Here’s to working with friends
Yesterday Burson-Marsteller announced that my former colleague and good friend of many years Margaret Key* will become our new Market Leader in Korea. PR Week in London ran a story with the headline: “Burson-Marsteller lures Edelman Japan MD Margaret Key to take charge of Korea”
Especially knowing the British journalistic sensibility and personal style of the fellow who wrote that story, I found the choice of words apropos to the situation. Just for fun, I then looked up the word ‘lure’ in the dictionary, and noted that it is defined as “the power of attracting or enticing.”

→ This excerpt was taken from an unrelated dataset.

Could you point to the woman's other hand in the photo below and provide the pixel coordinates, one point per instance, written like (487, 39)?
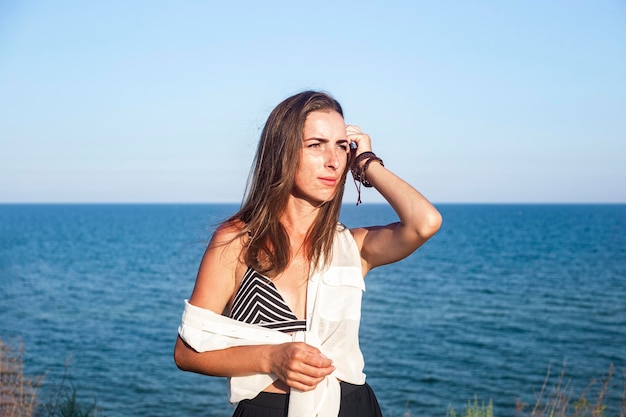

In the small town of the global PR industry, when you’ve been living there for a decade (as Margaret has) or for two decades (as I have), you get to know all the local notables of the trade. You find out who has a reputation:
- for quality work or for mediocrity
- for being trustworthy or for being duplicitous
- for fair play or for doing whatever it takes to win
- for keeping confidences well or for being indiscreet
- for actually being a thought leader or for just claiming to be one
- for heralding the accomplishments of others or taking credit themselves
- for inspiring the loyalty of direct reports or for suffering constant turnover
- for embracing diversity or for wanting to work with people just like themselves
- for knowing how to actually do things or for just how to be a cheerleader for others
- for supporting employees to improve their lives or for exploiting them for personal gain
- for reliably delivering on commitments or for making promises that never seem to be kept
Most people fall between these polarities, but the point is that every industry has its stars and its scoundrels, its utility players and everyday people. Lately there has been a lot of research about how birds of a feather flock together on social networks. Check out this study on homophily (i.e. the tendency of individuals to associate and bond with similar others).
In my case, getting back to the point of this post, I don’t think I ‘lured’ my new colleague so much as I feel we were both attracted by the idea of working together again because we are friends who share in common a trust in each other, a respect for each other, and confidence in always being there for the other while constantly having fun as colleagues.
I’m 45 years old now. The other day we did a demographic study of B-M’s predominantly young and majority female staff of approximately 600 people in Asia, and I was stunned to discover that we have only 14 people who are my age or above. PR is indeed a younger person’s game.
So, for me as I get older, the journey is becoming much more important than the destination. Some people are willing to put up with a lot of work unhappiness hoping to get some big payday in the future, but I’m with Eckhart Tolle when it comes to ‘the power of now,’ focusing on the possibilities of the present moment. Thus when I saw a chance to work again every day with someone who is such a fine friend, I was immediately convinced that this would be a good idea.
Because one thing I know over a long PR life is that as careers evolve, the friends you work with during special and formative phases of your career scatter to the winds, so if those winds should ‘lure’ those friends together again, then life is pretty good.
* Margaret is one of Asia’s foremost public relations professionals and one of the region’s great healthcare communicators. Korea is a key strategic growth market for us in Asia and she has a proven track record of business success in Seoul. I worked with her for years at Edelman and experienced first-hand how Margaret inspires colleagues, clients and communities by setting the standard for PR excellence. She is emblematic of the entrepreneurial, digital, and ambitious new generation of diverse talent we are now rallying in Asia.